Growing Ferndale Bureacracy - 4 Examples
During the mayoral debates you may have heard me mention increasing bureaucracy within our local government activities. Here are four examples that I watched or endured over the past ten months.
For sixteen years, I have helped organize many civic events, mostly fundraisers for local charities that also promote our downtown. I’ve organized a dozen music festivals, sixteen pub crawls, political rallies, memorials, and three Gay Pride festivals. But the most recent Ferndale Pride festival, which I chaired, was the most difficult and frustrating event I have ever organized, and it was because of incredible and hard to fathom problems with local Ferndale officials. It took five separate meetings over the course of five months, expending dozens of person-hours, and innumerable phone calls and emails, just to get our permits from the city to put on this annual, popular, and important event. Two of us from the pride committee worked with at least 14 staff members and officials to get this done.
The city has a “Director of Special Events” who insisted on where stages were to be placed, how to configure booths and vehicles, and what streets we could use. At one point he tried to separate two parts of the event, moving the 1,000 person Rainbow Run into neighborhoods, with traffic between them and the festival. He tried to limit the festival to one block, which would have caused serious problems including safety of festival goers.

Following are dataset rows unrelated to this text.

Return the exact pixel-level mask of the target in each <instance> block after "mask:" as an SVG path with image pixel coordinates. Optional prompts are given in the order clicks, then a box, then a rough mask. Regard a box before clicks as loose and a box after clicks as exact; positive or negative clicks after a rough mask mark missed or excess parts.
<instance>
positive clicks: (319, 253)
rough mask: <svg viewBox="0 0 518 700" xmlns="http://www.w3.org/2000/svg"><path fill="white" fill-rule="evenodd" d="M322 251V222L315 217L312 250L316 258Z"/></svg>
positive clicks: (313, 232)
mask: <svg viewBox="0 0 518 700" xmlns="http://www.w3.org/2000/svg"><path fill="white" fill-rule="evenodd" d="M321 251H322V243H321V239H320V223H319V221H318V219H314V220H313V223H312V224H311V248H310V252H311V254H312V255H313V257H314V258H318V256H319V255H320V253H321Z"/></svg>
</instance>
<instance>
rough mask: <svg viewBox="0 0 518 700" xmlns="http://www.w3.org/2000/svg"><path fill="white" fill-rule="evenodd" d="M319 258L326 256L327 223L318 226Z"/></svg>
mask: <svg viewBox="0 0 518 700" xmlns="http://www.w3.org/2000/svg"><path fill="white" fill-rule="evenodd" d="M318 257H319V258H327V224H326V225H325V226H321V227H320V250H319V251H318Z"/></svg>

One of my co-chairs and I each had to take time off work to meet with him in City Hall during city work hours. This happened four times. Calls to the City Manager and the mayor did nothing to ameliorate our misery struggling with this unyielding minor official. It made me want to never work on a festival again.
This city staffer then linked up with the Police Chief to try and force our music to end at 8:45 pm on a summer Saturday night, instead of our requested 9 pm. Even though festivals in Ferndale routinely run to 10 or 11 pm, ours was forced to end earlier. We had to have another two meetings, pleading with City Council, to finally get what we requested. We had to beg, with hat in hand, for that 15 minutes of music. The pride festival has never had any problems or complaints. It is loved by the community, and it was an absolute pain to organize this past year.
I wrote about the frustration experienced by the Ferndale Environmental Sustainability Commission in a previous blog earlier this year. It took six months to rewrite a one page ordinance that renewed that popular and important commission. At least three members resigned during that excruciating process.
Our annual Arbor Day Ceremony, which has happened every year for a decade, took 3 months to organize and was held two months AFTER Arbor Day. That simple event lasts about 45 minutes, with a few staff and a dozen children planting a tree in a park.
Finally, the city hired, yet again, a “management consulting company” to add another layer to the planning of the court renovation project. More than six months in planning, the company was disorganized and late with simple tasks of preparing and issuing bids, some out of order; construction couldn’t start because abatement hadn’t occurred. The court and police were moved into cramped temporary headquarters, while the project was delayed for three months.
This is not the friendly and efficient city government that we want and expect in Ferndale.